Algo para Pensar — Parasha Tazria-Metzora (lunes, 28 abril 2025) Tiempo de lectura: 3 minutos,

¡Shavua Tov Lekulam!

«Y al octavo día se circuncidará al niño. Mas ella permanecerá treinta y tres días purificándose de su sangre; ninguna cosa santa tocará, ni vendrá al santuario, hasta cuando sean cumplidos los días de su purificación» (Levítico 12:3-4).

El libro se titula «Family Redeemed» (2000) y su autor es el Rabino Joseph B. Soloveitchik. En este libro, Soloveitchik interpreta los primeros capítulos del Génesis como una lección relacionada al acto sexual, a su potencial espiritual y a su peligrosa capacidad destructiva.

De hecho, el comentarista clásico Rashi entiende que el fruto del conocimiento del bien y del mal ha inyectado en la naturaleza humana el líbido, el erotismo y la lujuria, desplazando la expresión del amor y los poderes reproductivos que inicialmente estaban incrustados en la naturaleza humana.  

Por otro lado, Sigmund Freud ve en la serpiente un símbolo fálico y en el acto de «comer» una metáfora para aludir a la práctica sexual. Desde esta perspectiva, el pecado de haber «comido» del fruto prohibido es el pecado de la lujuria sexual; el que en repetidas ocasiones tiene el poder para desvincular el sexo de la esfera de la sagrada institución del matrimonio, siendo éste expresión natural de afecto entre un hombre y una mujer comprometidos con una vida compartida y con el establecimiento de una familia.

¿Acaso has pasado por alto lo fascinante que resulta detectar que los castigos por haber comido el fruto están relacionados con la reproducción?

«A la mujer dijo: Multiplicaré en gran manera los dolores en tus preñeces; con dolor darás a luz los hijos…» (Génesis 3:16)

Aún más, la pena fundamental por haber probado el fruto prohibido es la muerte, la cual afecta tanto a hombres como a mujeres: «Pero del árbol de la ciencia del bien y del mal no comerás; porque el día que de él comas, ciertamente moriréis” (Génesis 2:17). 

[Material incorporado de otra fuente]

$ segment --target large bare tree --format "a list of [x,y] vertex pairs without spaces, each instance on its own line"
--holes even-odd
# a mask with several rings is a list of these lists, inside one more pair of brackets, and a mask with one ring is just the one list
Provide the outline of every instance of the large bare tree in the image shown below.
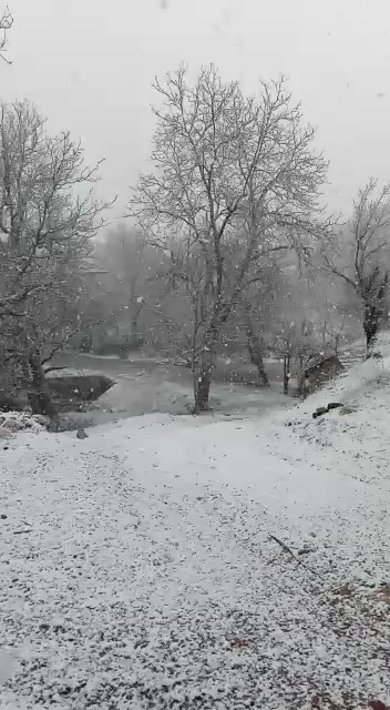
[[[324,250],[327,271],[341,280],[360,305],[360,320],[370,357],[390,283],[390,183],[379,187],[370,179],[353,203],[343,231]],[[352,304],[353,305],[353,304]]]
[[99,164],[69,132],[51,136],[29,102],[0,112],[0,321],[34,410],[53,415],[44,363],[63,341],[82,290],[90,239],[107,205],[93,197]]
[[10,59],[7,57],[8,33],[12,24],[13,17],[9,8],[6,8],[0,14],[0,58],[8,64],[11,63]]
[[226,321],[276,250],[307,247],[317,230],[326,163],[312,148],[284,80],[256,98],[214,67],[154,84],[154,172],[141,176],[130,214],[170,250],[176,282],[192,300],[195,410],[208,408]]

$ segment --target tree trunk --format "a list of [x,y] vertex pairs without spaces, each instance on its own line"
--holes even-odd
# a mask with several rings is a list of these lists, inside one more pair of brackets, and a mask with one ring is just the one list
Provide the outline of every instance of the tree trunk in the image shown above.
[[194,414],[209,409],[209,389],[213,379],[213,369],[217,346],[219,342],[220,325],[218,321],[212,322],[203,338],[202,349],[195,354],[193,361],[194,373]]
[[257,367],[258,378],[260,383],[265,387],[268,387],[268,377],[264,366],[261,343],[260,343],[260,339],[257,337],[256,333],[254,332],[250,321],[248,323],[247,348],[248,348],[249,359],[252,364],[256,365]]
[[288,395],[289,374],[290,374],[290,355],[289,353],[286,353],[283,358],[283,393],[285,395]]
[[209,404],[209,389],[212,385],[212,373],[203,372],[202,374],[194,375],[194,397],[195,406],[194,414],[201,414],[201,412],[208,412]]
[[28,358],[30,382],[28,385],[28,399],[33,414],[43,414],[52,422],[58,420],[58,412],[52,402],[48,381],[41,365],[39,355],[32,353]]
[[363,331],[366,335],[366,359],[372,354],[373,345],[377,337],[379,326],[379,313],[376,306],[365,305]]

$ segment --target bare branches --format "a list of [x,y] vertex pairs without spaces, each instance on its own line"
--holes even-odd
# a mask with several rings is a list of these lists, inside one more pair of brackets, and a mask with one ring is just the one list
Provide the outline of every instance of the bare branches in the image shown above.
[[195,81],[181,68],[154,88],[154,172],[141,176],[129,211],[153,243],[186,245],[181,278],[209,371],[208,353],[259,264],[317,235],[327,164],[284,79],[248,98],[211,65]]
[[324,250],[326,270],[342,280],[361,303],[369,356],[390,278],[390,183],[379,187],[371,178],[353,203],[348,233],[333,234]]
[[7,64],[12,64],[11,60],[8,59],[7,52],[7,43],[8,43],[8,32],[10,31],[13,24],[13,17],[9,10],[6,8],[2,14],[0,16],[0,58],[7,62]]

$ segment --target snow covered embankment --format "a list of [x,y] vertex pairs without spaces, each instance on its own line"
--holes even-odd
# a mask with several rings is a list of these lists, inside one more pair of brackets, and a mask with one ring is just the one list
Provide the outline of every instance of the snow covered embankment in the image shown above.
[[[322,445],[309,413],[335,393],[316,397],[274,423],[151,416],[11,439],[0,707],[390,704],[389,478],[366,466],[373,444],[346,433],[341,449],[330,425]],[[348,428],[363,406],[327,416]]]

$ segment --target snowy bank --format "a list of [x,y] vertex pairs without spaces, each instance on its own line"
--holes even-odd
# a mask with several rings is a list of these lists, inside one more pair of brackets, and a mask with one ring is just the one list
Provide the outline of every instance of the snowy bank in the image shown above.
[[1,708],[390,704],[389,436],[302,436],[328,395],[0,448]]

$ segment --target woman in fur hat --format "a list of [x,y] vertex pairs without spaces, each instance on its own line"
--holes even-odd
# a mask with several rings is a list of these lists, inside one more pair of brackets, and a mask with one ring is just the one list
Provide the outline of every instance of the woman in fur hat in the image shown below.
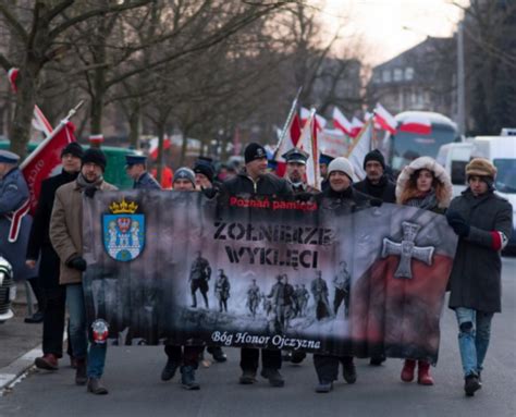
[[[450,206],[452,191],[452,181],[444,168],[430,157],[420,157],[405,167],[400,174],[396,184],[396,203],[444,213]],[[417,364],[417,382],[421,385],[433,385],[430,364],[426,360],[418,360]],[[415,368],[415,359],[405,359],[402,381],[411,382]]]

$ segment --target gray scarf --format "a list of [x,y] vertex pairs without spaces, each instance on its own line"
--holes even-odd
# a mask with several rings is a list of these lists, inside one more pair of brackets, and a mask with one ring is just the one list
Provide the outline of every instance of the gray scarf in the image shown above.
[[439,205],[438,197],[435,196],[435,189],[431,189],[430,193],[428,193],[425,197],[410,198],[407,203],[405,203],[405,205],[417,207],[423,210],[433,210]]
[[102,184],[103,182],[103,176],[100,175],[97,181],[93,182],[93,183],[89,183],[86,181],[86,179],[84,177],[83,173],[81,172],[77,176],[77,185],[79,186],[81,191],[84,193],[86,192],[86,189],[90,189],[90,188],[97,188],[97,189],[100,189],[100,185]]

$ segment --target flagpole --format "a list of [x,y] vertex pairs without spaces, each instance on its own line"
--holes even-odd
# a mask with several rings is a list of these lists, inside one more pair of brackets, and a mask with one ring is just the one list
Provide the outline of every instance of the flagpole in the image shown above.
[[64,125],[66,125],[66,123],[70,121],[70,119],[77,112],[78,109],[81,109],[81,107],[83,107],[84,105],[84,100],[81,100],[78,102],[77,106],[75,106],[72,110],[69,111],[69,113],[66,114],[66,116],[61,120],[61,122],[58,124],[58,126],[52,131],[52,133],[50,134],[50,136],[48,136],[44,142],[41,142],[36,149],[34,149],[30,155],[25,158],[25,160],[20,164],[20,169],[23,170],[28,163],[30,163],[34,158],[36,158],[38,156],[38,154],[40,152],[40,150],[50,142],[52,140],[56,135],[61,132],[61,128],[63,128]]
[[294,101],[292,101],[291,110],[288,111],[288,115],[286,116],[285,124],[283,125],[283,130],[281,131],[280,139],[278,140],[278,145],[277,145],[275,150],[274,150],[274,155],[273,155],[274,159],[275,159],[275,156],[278,154],[278,149],[280,149],[281,143],[283,142],[283,139],[286,136],[286,131],[288,130],[288,125],[291,124],[292,118],[294,116],[294,113],[296,111],[297,101],[299,100],[299,96],[300,96],[302,91],[303,91],[303,86],[300,86],[297,89],[296,97],[294,98]]
[[[367,126],[368,126],[368,124],[370,124],[371,122],[373,122],[373,121],[372,121],[372,118],[370,118],[370,119],[366,122],[366,124],[365,124],[364,127],[361,128],[360,133],[358,134],[358,136],[356,137],[356,139],[353,142],[352,146],[351,146],[349,148],[347,148],[346,158],[348,158],[349,155],[352,155],[353,149],[355,149],[355,147],[358,145],[358,143],[360,142],[360,139],[361,139],[361,137],[363,137],[363,135],[364,135],[364,132],[367,131]],[[374,125],[373,125],[373,127],[374,127]]]

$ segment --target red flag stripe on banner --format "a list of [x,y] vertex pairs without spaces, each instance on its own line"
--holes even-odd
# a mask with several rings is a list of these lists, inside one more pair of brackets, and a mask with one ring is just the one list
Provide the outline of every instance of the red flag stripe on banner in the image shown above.
[[432,133],[432,123],[430,119],[423,115],[410,115],[403,121],[400,131],[418,135],[430,135]]

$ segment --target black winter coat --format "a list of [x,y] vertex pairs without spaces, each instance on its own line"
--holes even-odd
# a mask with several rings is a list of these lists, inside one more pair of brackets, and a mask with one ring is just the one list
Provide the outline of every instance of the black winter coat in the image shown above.
[[449,210],[458,212],[470,226],[469,235],[458,240],[450,277],[449,306],[500,312],[502,259],[493,248],[491,232],[511,236],[513,208],[494,193],[475,197],[467,188],[452,200]]
[[44,287],[54,287],[59,285],[59,257],[53,250],[49,237],[50,216],[52,214],[53,199],[56,191],[63,184],[75,181],[78,172],[70,174],[62,171],[59,175],[41,182],[38,207],[34,216],[30,236],[27,245],[27,259],[38,259],[39,280]]
[[367,177],[364,181],[353,184],[355,189],[374,198],[380,198],[383,203],[396,203],[396,184],[389,181],[383,175],[378,184],[372,184]]

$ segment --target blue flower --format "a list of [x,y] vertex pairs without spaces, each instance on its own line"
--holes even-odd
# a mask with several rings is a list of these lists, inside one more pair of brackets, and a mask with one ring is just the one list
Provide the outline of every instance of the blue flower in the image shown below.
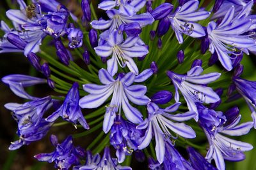
[[161,109],[155,103],[150,103],[147,106],[148,117],[137,126],[138,129],[147,129],[138,148],[142,150],[148,146],[154,134],[156,139],[156,157],[161,164],[164,158],[164,138],[177,138],[171,134],[169,129],[186,138],[194,138],[196,136],[195,131],[189,126],[184,123],[172,122],[172,120],[183,122],[193,118],[196,116],[194,111],[175,115],[167,113],[176,111],[180,104],[180,103],[177,103],[165,109]]
[[110,143],[116,150],[118,162],[122,163],[125,155],[131,155],[136,150],[142,134],[136,125],[124,120],[120,116],[116,118],[111,129]]
[[132,17],[145,6],[146,2],[146,0],[107,0],[99,3],[98,8],[109,10],[119,6],[120,13]]
[[234,77],[236,90],[242,95],[252,111],[252,117],[256,129],[256,81],[246,80],[239,77]]
[[222,66],[228,71],[232,69],[229,54],[238,55],[235,53],[237,49],[246,52],[248,48],[255,45],[255,41],[249,35],[241,35],[249,31],[252,20],[234,18],[234,16],[235,8],[232,6],[218,25],[212,21],[207,27],[210,39],[209,50],[212,53],[217,53]]
[[110,20],[93,20],[91,22],[93,28],[96,29],[109,29],[109,31],[111,32],[115,29],[118,29],[123,24],[136,22],[139,23],[141,27],[143,27],[147,25],[152,24],[154,21],[153,17],[149,13],[127,17],[120,13],[117,10],[110,10],[107,11],[106,13]]
[[124,41],[123,34],[119,34],[117,30],[111,32],[108,43],[95,48],[97,55],[107,57],[112,55],[112,58],[108,60],[108,71],[115,75],[118,71],[118,63],[122,67],[127,65],[130,71],[135,74],[138,74],[138,69],[134,62],[133,57],[142,57],[148,53],[145,46],[136,45],[140,37],[128,37]]
[[46,118],[48,122],[55,121],[60,116],[64,120],[74,124],[76,127],[78,121],[86,129],[89,129],[78,104],[79,101],[79,85],[75,82],[67,94],[64,103],[60,108]]
[[128,166],[121,166],[117,163],[116,159],[112,158],[110,155],[109,148],[106,147],[102,158],[99,153],[92,155],[89,151],[86,153],[86,161],[84,166],[74,167],[73,170],[131,170]]
[[[205,86],[216,80],[221,74],[211,73],[200,75],[203,69],[200,66],[192,67],[186,74],[179,74],[172,71],[167,71],[167,75],[172,80],[175,89],[175,99],[179,101],[178,89],[182,94],[190,111],[198,113],[195,103],[214,103],[220,100],[219,96],[211,87]],[[198,119],[198,115],[195,118]]]
[[81,147],[75,147],[71,136],[68,136],[61,143],[58,143],[57,137],[52,135],[51,141],[56,150],[49,153],[40,153],[34,157],[40,161],[54,162],[55,167],[61,170],[68,170],[72,166],[80,164],[80,158],[84,157],[84,151]]
[[99,78],[103,85],[83,85],[83,89],[90,94],[80,99],[79,106],[82,108],[97,108],[113,94],[110,104],[106,108],[103,131],[107,133],[110,130],[116,113],[121,114],[121,108],[129,121],[134,124],[141,122],[141,113],[130,104],[129,100],[138,105],[146,105],[150,99],[145,95],[147,87],[141,85],[132,85],[136,81],[135,74],[131,72],[126,74],[119,74],[116,79],[114,80],[106,69],[101,69],[99,71]]
[[[212,120],[212,125],[209,126],[209,122],[207,122],[207,124],[205,124],[205,119],[202,119],[203,117],[201,117],[201,115],[204,115],[202,113],[204,111],[208,112],[209,117],[216,117],[215,119]],[[253,146],[248,143],[230,139],[223,134],[230,136],[246,134],[253,126],[253,122],[237,125],[241,119],[239,111],[238,112],[233,111],[228,112],[225,117],[220,113],[215,113],[214,110],[209,110],[200,104],[198,112],[199,124],[210,145],[205,158],[209,161],[212,159],[214,159],[217,168],[220,170],[225,169],[224,159],[231,161],[239,161],[244,159],[245,156],[243,152],[251,150]],[[217,117],[216,117],[216,115]],[[221,120],[225,118],[227,118],[226,122]]]
[[195,22],[205,19],[210,13],[203,10],[196,11],[198,4],[198,1],[189,1],[182,6],[178,7],[174,13],[168,16],[172,27],[180,44],[183,43],[182,34],[193,38],[205,35],[203,27]]

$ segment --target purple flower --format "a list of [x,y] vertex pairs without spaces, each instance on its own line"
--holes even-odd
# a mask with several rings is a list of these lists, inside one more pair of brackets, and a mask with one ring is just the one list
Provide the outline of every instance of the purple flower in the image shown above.
[[154,20],[149,13],[145,13],[140,15],[134,15],[132,17],[127,17],[122,15],[116,10],[110,10],[106,11],[109,20],[103,19],[93,20],[91,22],[93,28],[95,29],[107,29],[111,32],[123,24],[130,24],[132,22],[139,23],[141,27],[143,27],[148,24],[152,24]]
[[99,153],[92,155],[89,151],[86,152],[86,161],[84,166],[74,167],[74,170],[116,169],[131,170],[128,166],[118,164],[116,159],[112,158],[108,147],[106,147],[102,158]]
[[229,54],[238,55],[234,53],[236,49],[247,53],[248,48],[255,45],[249,36],[241,35],[252,25],[251,19],[234,19],[234,16],[235,8],[232,6],[218,25],[212,21],[207,27],[210,39],[209,51],[212,53],[216,53],[222,66],[228,71],[232,69]]
[[112,58],[108,60],[108,71],[115,75],[118,71],[118,64],[122,67],[127,65],[130,71],[135,74],[138,74],[136,64],[133,57],[142,57],[148,53],[148,50],[144,45],[136,45],[140,37],[128,37],[124,41],[123,34],[119,34],[117,30],[111,32],[108,43],[95,48],[97,55],[103,57],[108,57],[112,55]]
[[176,111],[180,104],[180,103],[177,103],[165,109],[161,109],[155,103],[150,103],[147,106],[148,117],[137,126],[138,129],[147,129],[138,148],[142,150],[148,146],[154,134],[156,139],[156,157],[161,164],[164,159],[164,138],[177,138],[172,135],[168,129],[186,138],[194,138],[196,136],[195,131],[189,126],[184,123],[172,122],[172,120],[183,122],[194,118],[196,116],[194,111],[175,115],[167,113]]
[[109,10],[119,6],[120,13],[125,16],[133,16],[146,4],[146,0],[106,0],[99,4],[98,8]]
[[80,164],[80,159],[84,157],[84,151],[79,146],[75,147],[71,136],[68,136],[61,143],[58,143],[57,137],[51,136],[51,141],[56,147],[55,151],[49,153],[40,153],[34,156],[39,161],[54,162],[55,167],[60,170],[67,170],[72,166]]
[[172,27],[180,44],[183,43],[182,34],[193,38],[205,35],[203,27],[194,22],[205,19],[210,13],[203,10],[196,11],[198,4],[198,1],[189,1],[182,6],[178,7],[174,13],[168,16]]
[[242,95],[252,111],[252,117],[256,129],[256,81],[248,81],[239,77],[234,77],[233,81],[236,90]]
[[75,82],[67,94],[64,103],[45,120],[52,122],[61,116],[64,120],[74,124],[75,127],[78,121],[84,129],[89,129],[89,125],[87,124],[78,104],[79,101],[78,87],[78,83]]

El acto sexual estaba destinado a dar, no sólo unidad y alegría a la pareja, sino también otorgar continuidad de vida a través del don de la reproducción. 

Trágicamente, el mal uso del sexo y su desvinculación del amor, el matrimonio y la familia pueden conducir a enfermedades que provocan la muerte; a manera de ejemplo, podríamos considerar el SIDA. Enfermedad, cuya prevalencia es mayor entre los homosexuales.

Yo diría que esta es precisamente la razón por la cual «tzara’at», o la muerte en vida que simboliza, aparece en la Biblia en medio de la discusión sobre la reproducción y los procesos normativos relacionados con las emisiones seminales y la sangre menstrual que son un derivado de un intento de reproducción no logrado.

Trágicamente, la fuerza vital que Dios otorga a través de los órganos sexuales a menudo puede degenerar en decadencia y muerte cuando esos mismos órganos sexuales son utilizados incorrectamente.

Lo que puede llevarnos al «cielo», también tiene el potencial o capacidad de llevarnos al «infierno». 

Usted decide qué botón presiona cuando sube al ascensor: Sótano o Penthouse.